Updated

A senior official in Israel's Jewish Agency on Sunday slammed a decision by Pope Benedict XVI to rehabilitate a bishop who denied the existence of the Holocaust.

"I think it's a scandal," said Amos Hermon, head of the Task Force Against Anti-Semitism at the quasi-governmental Jewish Agency. "It is something we cannot understand."

The pope's decision Saturday to rescind the excommunication of four bishops came just days after one of them, Richard Williamson of Britain, told Swedish TV that evidence "is hugely against 6 million Jews being deliberately gassed."

The Holocaust by German Nazis and their collaborators is recognized as the most traumatic event in modern Jewish history. Denial of the Holocaust is seen in Israel as anti-Semitism.

Hermon said at a news conference that Richardson's rehabilitation insulted Israel — and the more than 200,000 Holocaust survivors who live there.

"For them, it's their whole life," he said.

Despite warnings from Jewish groups that Williamson's rehabilitation might damage delicate ties between Israel and the Vatican and even throw doubt on the pontiff's plan to visit the Holy Land this year, a senior Israeli official played down the significance of the pope's action.

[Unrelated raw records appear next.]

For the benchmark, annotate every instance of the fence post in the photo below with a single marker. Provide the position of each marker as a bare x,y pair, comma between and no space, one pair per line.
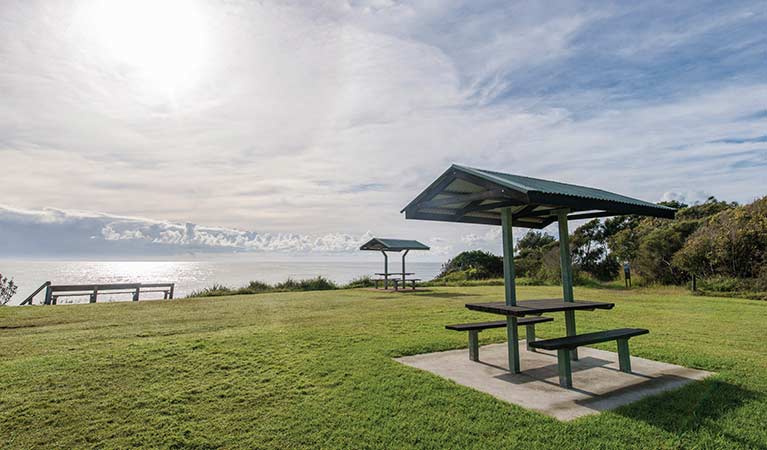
47,300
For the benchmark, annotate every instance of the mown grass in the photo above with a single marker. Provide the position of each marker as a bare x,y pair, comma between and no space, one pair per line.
315,370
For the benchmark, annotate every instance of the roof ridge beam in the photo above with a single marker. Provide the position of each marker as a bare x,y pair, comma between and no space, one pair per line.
466,198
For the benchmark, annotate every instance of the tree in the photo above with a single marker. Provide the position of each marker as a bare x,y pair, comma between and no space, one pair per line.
590,253
7,289
731,243
477,264
529,255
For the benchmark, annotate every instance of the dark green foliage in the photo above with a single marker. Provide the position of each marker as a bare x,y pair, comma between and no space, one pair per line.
258,287
311,284
651,244
315,370
733,243
529,255
477,264
361,282
589,250
7,289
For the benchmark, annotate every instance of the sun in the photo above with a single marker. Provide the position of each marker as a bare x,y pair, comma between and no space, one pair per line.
161,44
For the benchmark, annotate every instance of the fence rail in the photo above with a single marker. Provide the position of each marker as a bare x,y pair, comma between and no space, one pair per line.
53,292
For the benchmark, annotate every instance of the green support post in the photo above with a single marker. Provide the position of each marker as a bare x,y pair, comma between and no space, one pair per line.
624,357
403,268
567,275
530,336
474,345
386,270
510,289
565,372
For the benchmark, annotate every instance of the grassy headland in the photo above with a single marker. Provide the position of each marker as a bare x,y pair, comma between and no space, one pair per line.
315,369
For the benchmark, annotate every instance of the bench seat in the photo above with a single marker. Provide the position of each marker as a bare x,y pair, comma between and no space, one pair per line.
496,324
475,328
397,281
564,345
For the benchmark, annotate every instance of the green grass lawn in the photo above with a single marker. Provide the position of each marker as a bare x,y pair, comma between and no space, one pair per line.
315,370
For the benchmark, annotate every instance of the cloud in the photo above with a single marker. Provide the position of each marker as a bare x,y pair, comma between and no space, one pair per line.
325,118
80,233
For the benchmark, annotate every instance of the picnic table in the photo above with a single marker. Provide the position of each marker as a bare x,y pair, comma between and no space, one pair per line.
396,278
537,307
394,245
470,195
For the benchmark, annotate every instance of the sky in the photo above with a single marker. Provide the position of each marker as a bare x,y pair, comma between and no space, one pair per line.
167,126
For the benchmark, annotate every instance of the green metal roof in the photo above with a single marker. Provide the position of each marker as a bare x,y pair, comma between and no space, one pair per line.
393,245
466,194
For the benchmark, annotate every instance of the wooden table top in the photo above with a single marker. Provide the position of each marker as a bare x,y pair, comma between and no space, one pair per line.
536,307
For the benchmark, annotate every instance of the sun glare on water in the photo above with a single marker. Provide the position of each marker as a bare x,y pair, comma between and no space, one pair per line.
161,44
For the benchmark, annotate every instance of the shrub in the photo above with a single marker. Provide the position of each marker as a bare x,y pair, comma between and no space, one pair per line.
215,290
312,284
361,282
7,289
476,264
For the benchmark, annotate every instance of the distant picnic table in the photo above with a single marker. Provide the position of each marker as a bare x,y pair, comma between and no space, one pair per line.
385,245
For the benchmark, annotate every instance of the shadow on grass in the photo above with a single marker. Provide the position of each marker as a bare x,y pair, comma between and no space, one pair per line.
444,294
697,406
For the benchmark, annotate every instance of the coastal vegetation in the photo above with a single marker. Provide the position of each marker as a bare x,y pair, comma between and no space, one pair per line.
315,370
318,283
7,289
722,245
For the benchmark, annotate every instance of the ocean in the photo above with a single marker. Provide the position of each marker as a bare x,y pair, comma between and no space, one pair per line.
193,273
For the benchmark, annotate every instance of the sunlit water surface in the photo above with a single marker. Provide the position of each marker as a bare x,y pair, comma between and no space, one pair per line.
189,275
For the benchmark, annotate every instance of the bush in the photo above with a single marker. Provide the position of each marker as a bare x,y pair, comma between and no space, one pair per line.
361,282
216,290
732,243
259,287
475,264
7,289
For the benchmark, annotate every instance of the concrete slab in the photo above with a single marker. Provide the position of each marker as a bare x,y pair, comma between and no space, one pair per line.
598,384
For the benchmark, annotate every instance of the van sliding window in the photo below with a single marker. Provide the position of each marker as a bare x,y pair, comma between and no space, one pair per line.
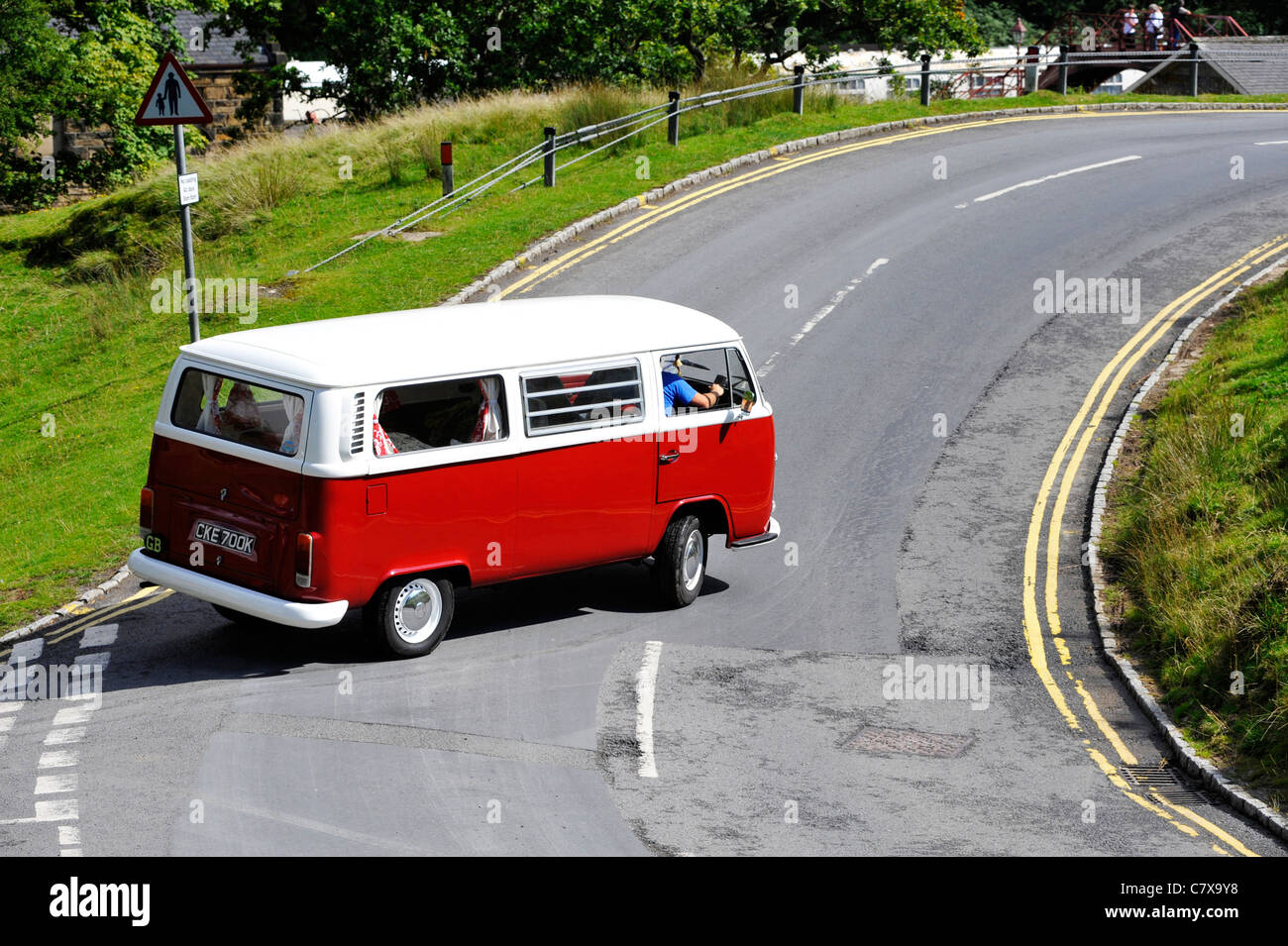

"This is not a matter that concerns the interactions between the states," Foreign Ministry spokesman Yigal Palmor told The Associated Press.

The Rev. Federico Lombardi, the Vatican spokesman, said Saturday that Williamson's views were "absolutely indefensible." But he denied that rehabilitating Williamson implied that the Vatican shared them.

The four bishops were excommunicated 20 years ago after they were consecrated by a late ultraconservative archbishop without papal consent — a move the Vatican said at the time was an act of schism.